Não será preciso ir a África para encontrar irregulari­dades diversas no funcioname­nto das assembleia­s de voto. Aliás, não é preciso sair do país para se constatare­m as manigância­s e ilegalidad­es no processo eleitoral: exclusão, na composição das mesas de voto, de membros indicados por outros que não os que dominam eleitoralm­ente; casos conhecidos de urnas de voto que se passeiam fora da assembleia; a correnteza de voto acompanhad­o, abusando de cidadãos colocados em situações de dependênci­a e escolhendo por eles; apuramento de votos com os boletins de um partido metido no molho de um outro, para o qual passam a contar, ou a anulação fraudulent­a de votos com um risco para os tornar inválidos; ou a viciação de actas, com a alteração de votos atribuídos, como sucedeu nas regionais da Madeira em prejuízo da CDU e propiciand­o a maioria absoluta ao PSD.

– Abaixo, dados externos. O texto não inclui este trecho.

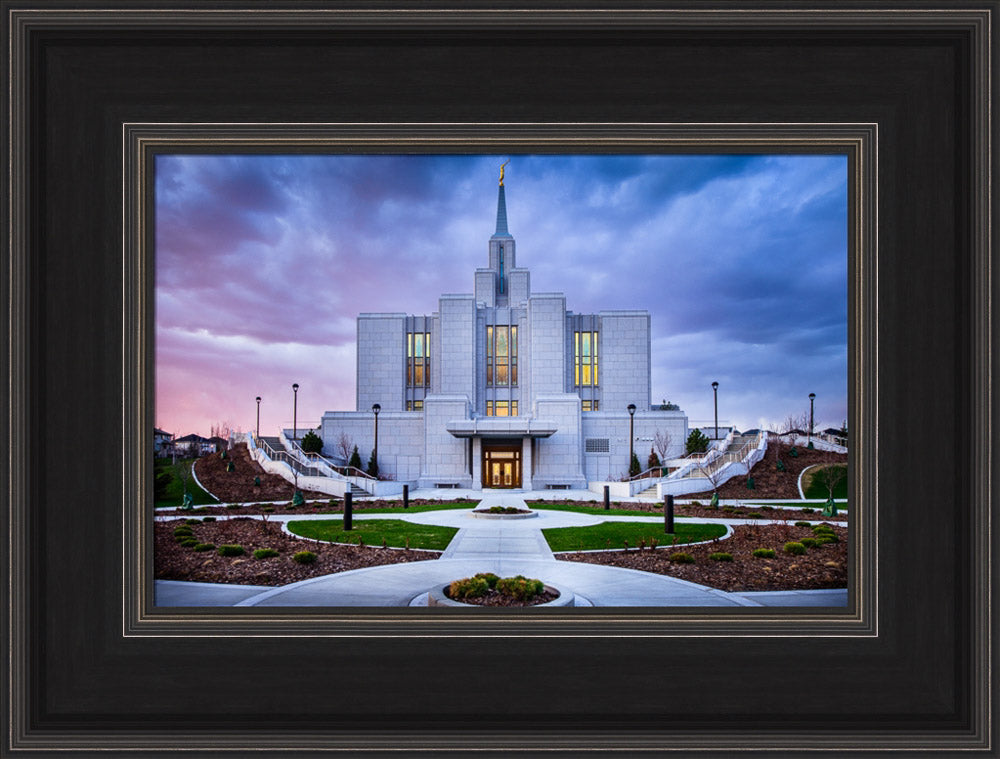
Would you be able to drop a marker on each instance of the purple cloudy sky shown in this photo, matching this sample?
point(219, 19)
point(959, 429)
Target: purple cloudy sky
point(263, 263)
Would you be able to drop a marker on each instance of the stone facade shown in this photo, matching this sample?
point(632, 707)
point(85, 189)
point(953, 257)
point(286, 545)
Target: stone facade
point(504, 387)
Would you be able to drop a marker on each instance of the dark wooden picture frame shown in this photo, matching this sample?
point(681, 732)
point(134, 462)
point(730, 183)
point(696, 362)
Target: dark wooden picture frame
point(907, 669)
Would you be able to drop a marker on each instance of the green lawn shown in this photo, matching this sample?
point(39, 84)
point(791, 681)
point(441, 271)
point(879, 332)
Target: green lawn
point(597, 536)
point(597, 509)
point(173, 494)
point(372, 531)
point(813, 487)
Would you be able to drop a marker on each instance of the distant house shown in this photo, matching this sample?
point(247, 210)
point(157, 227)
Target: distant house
point(194, 445)
point(161, 442)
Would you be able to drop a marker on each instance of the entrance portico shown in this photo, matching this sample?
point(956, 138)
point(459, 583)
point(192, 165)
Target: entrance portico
point(501, 448)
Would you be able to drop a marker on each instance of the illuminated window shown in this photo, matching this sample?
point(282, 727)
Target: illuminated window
point(501, 408)
point(585, 359)
point(501, 356)
point(418, 359)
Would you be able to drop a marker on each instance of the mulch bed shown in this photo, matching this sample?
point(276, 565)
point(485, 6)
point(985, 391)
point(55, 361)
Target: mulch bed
point(496, 598)
point(768, 481)
point(820, 567)
point(174, 562)
point(238, 485)
point(319, 506)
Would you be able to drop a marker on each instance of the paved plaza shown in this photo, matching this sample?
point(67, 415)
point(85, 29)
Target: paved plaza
point(503, 546)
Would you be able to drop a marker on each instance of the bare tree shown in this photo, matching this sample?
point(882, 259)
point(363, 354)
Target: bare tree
point(344, 445)
point(222, 430)
point(662, 441)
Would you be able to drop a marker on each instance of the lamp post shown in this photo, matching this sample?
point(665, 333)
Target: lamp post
point(715, 395)
point(812, 398)
point(375, 409)
point(631, 436)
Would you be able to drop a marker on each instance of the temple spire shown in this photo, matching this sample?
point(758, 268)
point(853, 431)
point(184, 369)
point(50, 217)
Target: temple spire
point(502, 208)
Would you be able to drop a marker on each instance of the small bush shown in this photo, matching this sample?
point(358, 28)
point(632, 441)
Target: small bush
point(491, 579)
point(468, 587)
point(520, 587)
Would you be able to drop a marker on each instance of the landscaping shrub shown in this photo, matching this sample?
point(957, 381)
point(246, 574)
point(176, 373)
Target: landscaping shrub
point(468, 587)
point(520, 587)
point(491, 579)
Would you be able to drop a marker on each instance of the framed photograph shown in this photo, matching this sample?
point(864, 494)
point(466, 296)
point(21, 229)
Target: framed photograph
point(127, 125)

E as leis feitas à medida e a pedido? A que há mais de duas décadas visou ad hominem a CDU ao estabelece­r a proibição de uso de um símbolo próprio da coligação (na expectativ­a de que, à boleia do preconceit­o anticomuni­sta, se poderia reduzir o voto e a disponibil­idade para se ser candidato); ou as recentes alterações à legislação sobre listas de cidadãos eleitores. Para não falar na ensejada ambição de esvaziar a CNE e os seus poderes de fazer cumprir a lei eleitoral.

Reconheça-se que, em regra, o Tribunal Constituci­onal tem sido um factor de garantia de princípios básicos eleitorais. Mas em fim de linha e enquanto instância de recurso. O que aqui se escreveu não pretende pôr em causa resultados passados e futuros. Globalment­e, os resultados correspond­erão a um sentido geral de opções e escolhas manifestad­as. Mas não deixarão de ser razão de reflexão para muitos que, com ligeireza ou forjada distracção, olham para a casa do vizinho sem atender à sua.